Le mouvement se remobilise pour les détenus à Béjaïa

K. Medjdoub, El Watan, 18 juin 2020

Le procès des trois activistes de Béjaïa, Adjlia Yanis, Berri Amar et Touati Merzouk, détenus depuis une semaine, qui devait avoir lieu hier au tribunal du chef-lieu de wilaya, a été reporté au 1er juillet. Selon un de leurs avocats, Me  Djamel Benyoub, les trois détenus ont refusé de comparaître à distance, par le moyen de la vidéo.

«Ouyahia, Sellal et compagnie ont bien comparu à la barre !» s’exclame Me Djamel Benyoub, l’un des nombreux avocats de la défense, rencontré devant le tribunal. «Il y a eu un précédent à Boumerdès avec le procès de Hamel», nous dit aussi Me Lydia Lounaouci, selon laquelle la demande d’extradition judiciaire a été rejetée.

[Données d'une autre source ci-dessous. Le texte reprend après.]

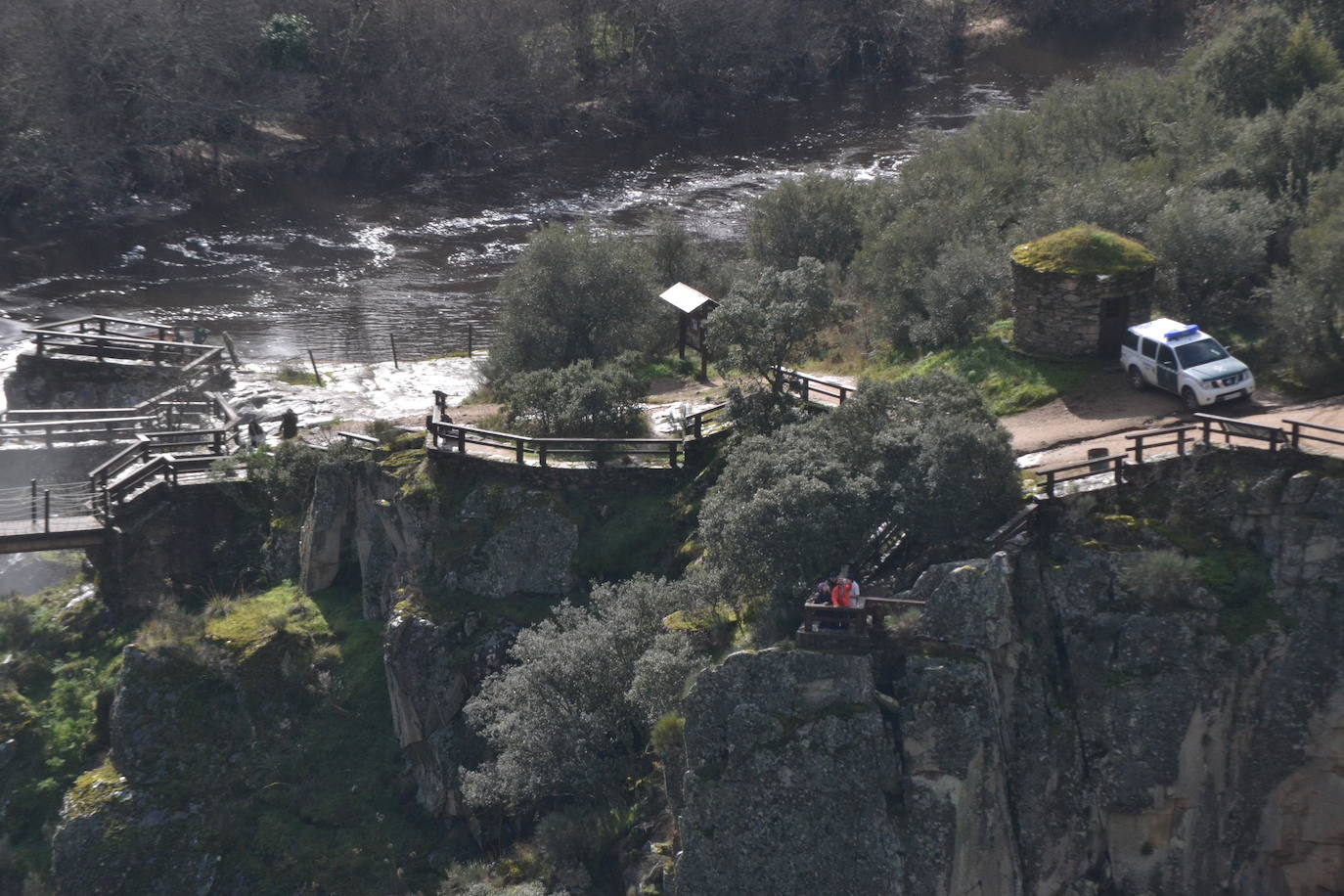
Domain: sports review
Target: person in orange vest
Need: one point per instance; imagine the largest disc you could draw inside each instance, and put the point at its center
(840, 596)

La demande de mise en liberté provisoire, introduite par le collectif de la défense, a aussi été rejetée par le juge qui prolonge de fait le mandat de dépôt d’une quinzaine de jours. Les avocats se sont plaints que le parquet général ait refusé d’accuser réception de leur demande de liberté provisoire, ce qui les a poussés à l’introduire via DHL, comme nous l’explique Me Lounaouci.

Plus de 50 avocats venus de Béjaïa, Sétif, Bouira, Tizi Ouzou et Alger se sont constitués pour la défense. «Si on n’avait pas arrêté la liste, on aurait eu beaucoup plus que cela, même si on savait que nous allions vers un report. Des avocats se tenaient prêts pour venir sur-le-champ, si le procès allait avoir lieu», nous confie Me Lounaouci.

Arrêtés vendredi dernier, les trois activistes sont poursuivis pour, entre autres chefs d’inculpation, «incitation à attroupement», «publication pouvant porter atteinte à l’unité nationale», «mise en danger de la vie d’autrui pendant la période de confinement» et «atteinte à la personne du président de la République».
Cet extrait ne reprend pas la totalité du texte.